In de stedenbouwkundige verantwoording wordt geen onderscheid gemaakt tussen woningen in particulier eigendom of corporatiebezit

- bezonningsonderzoek

Voor de mogelijke locaties voor een dakopbouw is een gedetailleerd bezonningsonderzoek uitgevoerd door een extern bureau om inzicht te geven in de mogelijke afname van de bezonning op de gevels als gevolg van dakopbouwen. Hiervoor wordt de gemeentelijk vastgestelde norm 2011/(RIS170509) gehanteerd die uitgaat van: een minimale bezonning van 2 uur, gemeten op de 75 centimeter hoogte op het midden van de voor- en achtergevel op 19 februari bij een zonnestand van 10 graden of hoger.
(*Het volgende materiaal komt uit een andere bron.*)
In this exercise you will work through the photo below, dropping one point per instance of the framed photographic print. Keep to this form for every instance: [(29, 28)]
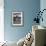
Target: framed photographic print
[(17, 18)]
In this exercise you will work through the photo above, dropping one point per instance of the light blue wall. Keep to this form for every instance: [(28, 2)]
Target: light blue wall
[(29, 7), (43, 6)]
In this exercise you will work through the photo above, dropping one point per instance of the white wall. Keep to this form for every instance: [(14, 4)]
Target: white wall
[(1, 20), (43, 6)]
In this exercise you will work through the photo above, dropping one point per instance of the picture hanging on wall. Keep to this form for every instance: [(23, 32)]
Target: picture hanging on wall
[(17, 18)]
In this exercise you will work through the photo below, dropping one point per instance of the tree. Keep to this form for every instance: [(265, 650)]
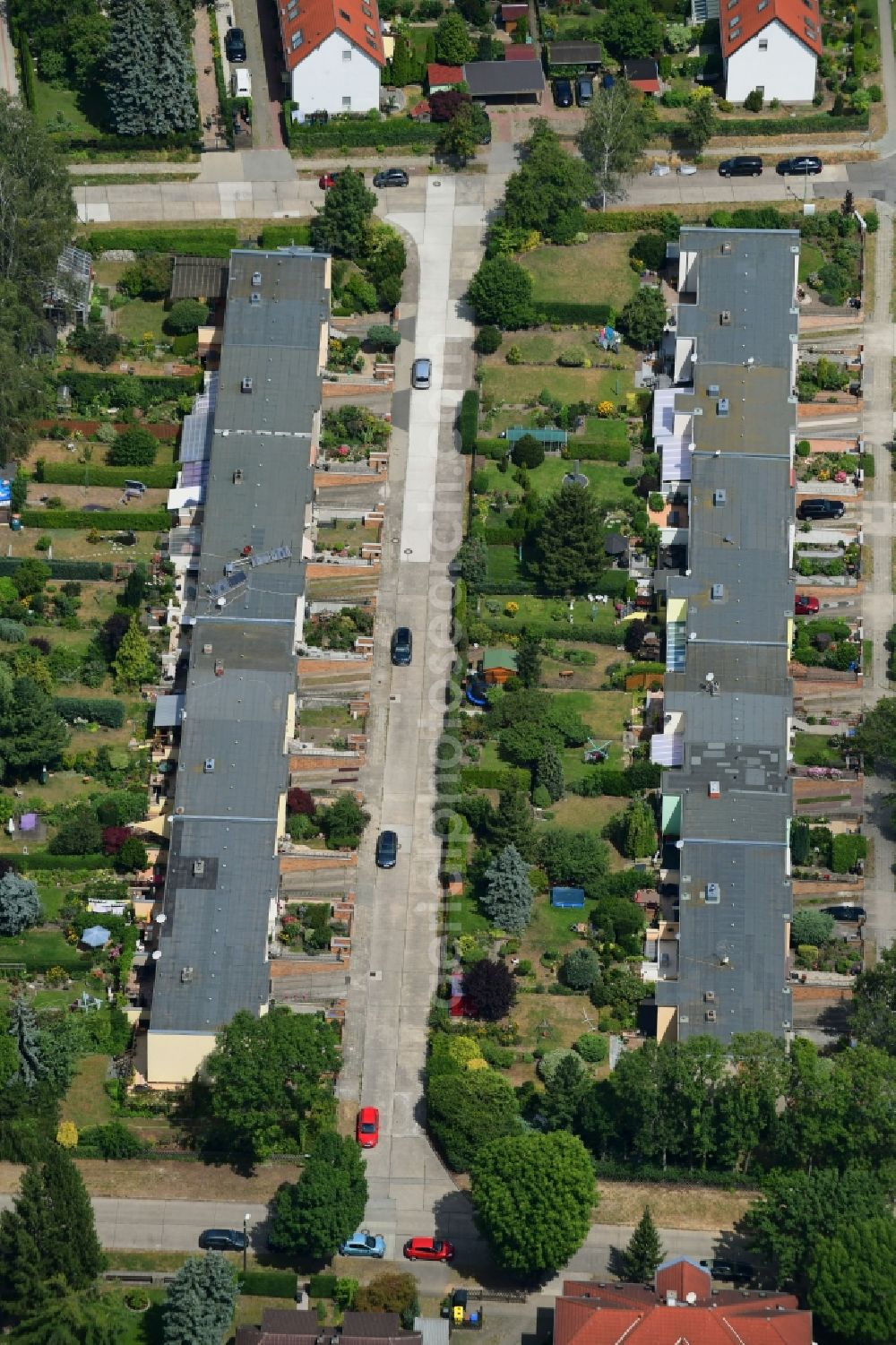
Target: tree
[(488, 990), (19, 904), (31, 733), (700, 121), (549, 772), (201, 1301), (132, 662), (529, 660), (507, 896), (313, 1216), (615, 136), (533, 1197), (580, 969), (452, 40), (461, 136), (571, 541), (268, 1083), (185, 316), (876, 735), (134, 447), (633, 29), (343, 223), (47, 1234), (644, 1251), (639, 830), (501, 293), (467, 1111), (874, 1007), (850, 1280), (547, 191), (643, 317)]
Indien woningen in de huidige situatie al niet aan de bezonningsnorm voldoen, wordt een verdere verslechtering als gevolg van een dakopbouw niet toegestaan.

Van het plangebied wordt een 3d-model opgebouwd en worden potentiële dakopbouwen toegevoegd. In eerste instantie worden alle blokken doorgerekend met een dakopbouw over het hele pand. Indien als gevolg van deze mogelijkheden de 2-uursnorm niet wordt gehaald, wordt een optimaliseringsonderzoek uitgevoerd. Dit houdt in dat wordt berekend hoever de dakopbouw aan de voor en/of achterzijde terug moet liggen om minimaal 2 uur zon te garanderen of – indien de huidige bezonning nu al niet aan deze norm voldoet – er geen sprake van achteruitgang is. De dakopbouw betreft dus in principe het volledige dakvlak, tenzij de bezonningsstudie noopt tot teruglegging van een deel van de dakopbouw.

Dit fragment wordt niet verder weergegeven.